WESTBURY, N.Y., May 7, 2021 /PRNewswire/ -- ACRES Commercial Realty Corp. (NYSE:ACR) (the "Company") announced that its newly formed subsidiaries, ACRES Commercial Realty 2021-FL1 Issuer, Ltd. (the "Issuer") and ACRES Commercial Realty 2021-FL1 Co-Issuer, LLC (together with the Issuer, the "Co-Issuers"), will issue $675.2 million of non-recourse, floating-rate notes ("Offered Notes," the "Securities" or the "Offering") at a weighted average cost of the one-month London Interbank Offered Rate ("LIBOR")+149 basis points.
Mark Fogel, President and CEO of the Company, stated, "We are very pleased with the execution of our first managed CLO. We believe our origination pipeline will allow us to take full advantage of the transaction's reinvestment features, and our experienced asset management team will provide the support and oversight for the deal."
The Offered Notes include:
- $431.4 million of Class A Notes, which were rated Aaa(sf) by Moody's Investors Service, Inc., and AAA(sf) by DBRS, Inc.("DBRS Morningstar") and will be issued at a coupon of LIBOR+120 basis points;
- $100.3 million of Class A-S Notes, which were rated AAA(sf) by DBRS Morningstar and will be issued at a coupon of LIBOR+160 basis points;
- $37.1 million of Class B Notes, which were rated AA(low)(sf) by DBRS Morningstar and will be issued at a coupon of LIBOR+180 basis points;
- $43.1 million of Class C Notes, which were rated A(low)(sf) by DBRS Morningstar and will be issued at a coupon of LIBOR+200 basis points;
- $50.2 million of Class D Notes, which were rated BBB(sf) by DBRS Morningstar and will be issued at a coupon of LIBOR+265 basis points; and
- $13.0 million of Class E Notes, which were rated BBB(low)(sf) by DBRS Morningstar and will be issued at a coupon of LIBOR+310 basis points.
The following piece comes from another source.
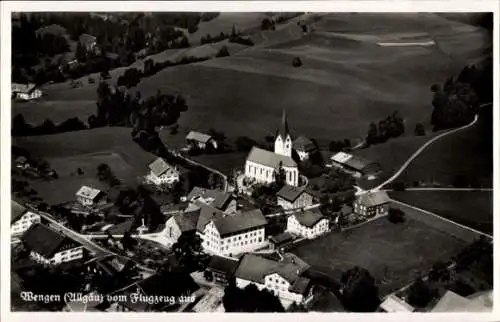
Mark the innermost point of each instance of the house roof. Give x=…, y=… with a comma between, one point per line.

The transaction is expected to close by May 12, 2021, subject to satisfaction of customary closing conditions. As of the cut-off date the Offered Notes are collateralized (i) by floating-rate commercial real estate first mortgage loans and participations in first mortgage loans originated or acquired by the Company with an aggregate outstanding principal balance of approximately $802.6 million (inclusive of one delayed close loan totaling approximately $34 million). The transaction has also been structured with a 24-month reinvestment period during which the Issuer will be permitted to use principal proceeds to acquire additional mortgage loans and participations in mortgage loans that satisfy certain eligibility criteria. The Company will retain the Class F and Class G subordinated notes and the preferred shares in the transaction.
The Securities will not be registered under the Securities Act of 1933, as amended (the "Securities Act"), and may not be publicly offered or sold in the United States absent registration or an applicable exemption from registration requirements. The Offering was made privately in transactions exempt from the registration requirements of the Securities Act. This press release is not an offer to sell any securities of the Company or the Co-Issuers and is not a solicitation of an offer to buy such securities. This press release includes statements that may constitute forward-looking statements within the meaning of the Private Securities Litigation Reform Act of 1995. Such forward-looking statements are subject to a variety of known and unknown risks, uncertainties and other factors that are difficult to predict, many of which are beyond management's control.
Factors that can affect future results are discussed in the documents filed by the Company from time to time with the Securities and Exchange Commission.